Equidem wrote: "The UAE's failure to protect migrant workers from forced labour also exposes its foreign state allies and international business partners at serious risk of liability for human rights violations in the country.

"If women and men are being subjected to these exploitative practices at Expo 2020 Dubai, where the resources available for monitoring labour compliance and the standards applied are higher than the national labour regime, questions must be raised about the risks of forced labour and other forms of exploitation in the UAE more broadly.

"Without active enforcement and recognition of workers' rights to freedom of association, collective bargaining and other trade union rights, the UAE's new labour laws will do little to address the country's labour exploitation crisis."

None of the workers interviewed formally reported any issues to employers because they feared retaliation.
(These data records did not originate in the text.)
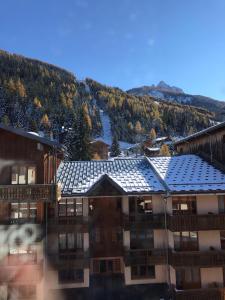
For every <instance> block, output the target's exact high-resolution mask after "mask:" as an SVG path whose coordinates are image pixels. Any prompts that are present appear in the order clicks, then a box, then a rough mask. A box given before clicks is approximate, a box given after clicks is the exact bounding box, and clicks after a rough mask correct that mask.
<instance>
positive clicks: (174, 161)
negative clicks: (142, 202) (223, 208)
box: [57, 155, 225, 196]
mask: <svg viewBox="0 0 225 300" xmlns="http://www.w3.org/2000/svg"><path fill="white" fill-rule="evenodd" d="M104 176H107V178H109V179H110V180H111V181H112V182H114V183H115V184H116V185H117V186H119V187H120V188H121V190H123V192H124V194H132V193H133V194H141V193H149V194H151V193H165V192H170V193H171V194H176V193H209V192H213V193H216V192H217V193H225V174H223V173H222V172H221V171H219V170H218V169H216V168H215V167H214V166H212V165H210V164H209V163H208V162H206V161H204V160H203V159H202V158H200V157H198V156H196V155H181V156H174V157H154V158H153V157H151V158H137V159H115V160H110V161H109V160H108V161H72V162H62V163H61V164H60V167H59V169H58V173H57V180H58V182H60V183H61V186H62V194H63V195H64V196H69V195H71V196H72V195H74V196H75V195H85V194H86V195H87V194H88V191H89V190H90V189H91V188H92V187H93V186H94V185H95V184H97V182H99V181H100V180H101V179H102V178H103V177H104Z"/></svg>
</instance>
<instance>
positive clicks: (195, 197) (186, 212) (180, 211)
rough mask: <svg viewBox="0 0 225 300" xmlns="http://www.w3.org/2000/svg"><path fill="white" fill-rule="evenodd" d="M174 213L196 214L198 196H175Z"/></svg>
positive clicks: (196, 209)
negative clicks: (185, 196) (194, 196)
mask: <svg viewBox="0 0 225 300" xmlns="http://www.w3.org/2000/svg"><path fill="white" fill-rule="evenodd" d="M172 202H173V214H174V215H178V214H179V215H183V214H196V212H197V209H196V197H194V196H187V197H173V198H172Z"/></svg>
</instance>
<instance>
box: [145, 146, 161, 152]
mask: <svg viewBox="0 0 225 300" xmlns="http://www.w3.org/2000/svg"><path fill="white" fill-rule="evenodd" d="M147 149H148V150H149V151H153V152H157V151H160V148H151V147H147Z"/></svg>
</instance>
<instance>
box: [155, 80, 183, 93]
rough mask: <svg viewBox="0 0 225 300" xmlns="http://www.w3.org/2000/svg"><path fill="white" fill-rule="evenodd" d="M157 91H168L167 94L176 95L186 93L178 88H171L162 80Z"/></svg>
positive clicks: (181, 89)
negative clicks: (174, 94)
mask: <svg viewBox="0 0 225 300" xmlns="http://www.w3.org/2000/svg"><path fill="white" fill-rule="evenodd" d="M155 89H158V90H161V91H167V92H174V93H182V94H183V93H184V91H183V90H182V89H180V88H178V87H176V86H170V85H169V84H167V83H166V82H165V81H163V80H161V81H160V82H159V83H158V85H157V86H156V87H155Z"/></svg>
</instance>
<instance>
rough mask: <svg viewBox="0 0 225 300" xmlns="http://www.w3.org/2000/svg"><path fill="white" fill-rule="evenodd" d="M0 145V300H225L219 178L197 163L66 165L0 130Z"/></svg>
mask: <svg viewBox="0 0 225 300" xmlns="http://www.w3.org/2000/svg"><path fill="white" fill-rule="evenodd" d="M0 144H1V145H2V147H0V163H1V164H0V166H1V169H0V233H1V234H0V295H1V297H2V299H7V300H8V299H10V300H12V299H25V300H28V299H29V300H42V299H43V300H44V299H50V300H52V299H54V300H55V299H60V300H61V299H63V300H65V299H76V298H77V299H100V298H104V297H102V294H101V289H102V288H103V289H104V290H105V292H106V293H110V292H111V291H113V292H114V290H117V291H118V295H120V296H121V297H123V298H124V299H128V298H129V299H137V297H139V298H140V299H142V298H143V299H178V300H179V299H181V300H183V299H188V300H190V299H193V300H195V299H198V300H201V299H204V300H205V299H208V300H214V299H215V300H217V299H218V300H219V299H221V300H222V299H224V283H225V174H224V173H223V172H221V171H220V170H219V169H216V168H215V167H214V166H212V165H211V164H209V163H208V162H207V161H205V160H203V159H202V158H201V157H199V156H197V155H180V156H174V157H152V158H140V159H114V160H111V161H88V162H87V161H86V162H85V161H79V162H78V161H77V162H66V161H62V152H61V150H60V148H59V145H57V144H56V143H54V142H50V141H48V140H45V139H43V138H40V137H37V136H34V135H32V134H27V133H24V132H21V131H20V130H15V129H12V128H6V127H4V126H1V127H0ZM59 186H60V191H61V192H60V193H59V189H58V187H59ZM105 283H107V285H105ZM135 293H136V294H135ZM113 295H114V298H116V296H115V295H117V294H113ZM133 295H135V296H133ZM100 296H101V297H100ZM132 296H133V298H132Z"/></svg>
Many of them were also not aware of their rights as workers. 

'Whitewashing' human rights violations

One worker told Equidem: "I have never raised any complaint on the bullying, because I know there will not be any change if I make any complaint. I want to continue my job as I have some financial problems."

Expo 2020, an international fair in the UAE delayed due to the Covid pandemic, opened in October 2021 and will end in March. The 182-day fair links innovation, technology, culture and the arts.
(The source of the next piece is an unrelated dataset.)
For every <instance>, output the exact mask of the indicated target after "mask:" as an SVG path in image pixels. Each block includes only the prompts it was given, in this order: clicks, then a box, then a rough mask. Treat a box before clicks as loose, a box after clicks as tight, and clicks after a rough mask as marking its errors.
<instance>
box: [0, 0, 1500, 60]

'Questions must be raised about the risks of forced labour and other forms of exploitation in the UAE more broadly'

- Equidem

In October, an event representative confirmed six workers had died and more than 70 had been seriously injured in the lead-up to Dubai Expo 2020, while insisting safety standards on site were "world-class".

This is not the first time the event has faced a backlash.

Pro-Palestine activists have called for a boycott of Dubai Expo 2020 after the event promoted and celebrated Israel. The event's organisers were accused of normalising the UAE's pro-Israel ties and "whitewashing" human rights violations against Palestinians, MEE reported.

In October, Human Rights Watch (HRW) said authorities in the UAE had been using Expo 2020 Dubai to promote a public image of openness at odds with the government's efforts to prevent scrutiny of its rampant systemic human rights violations.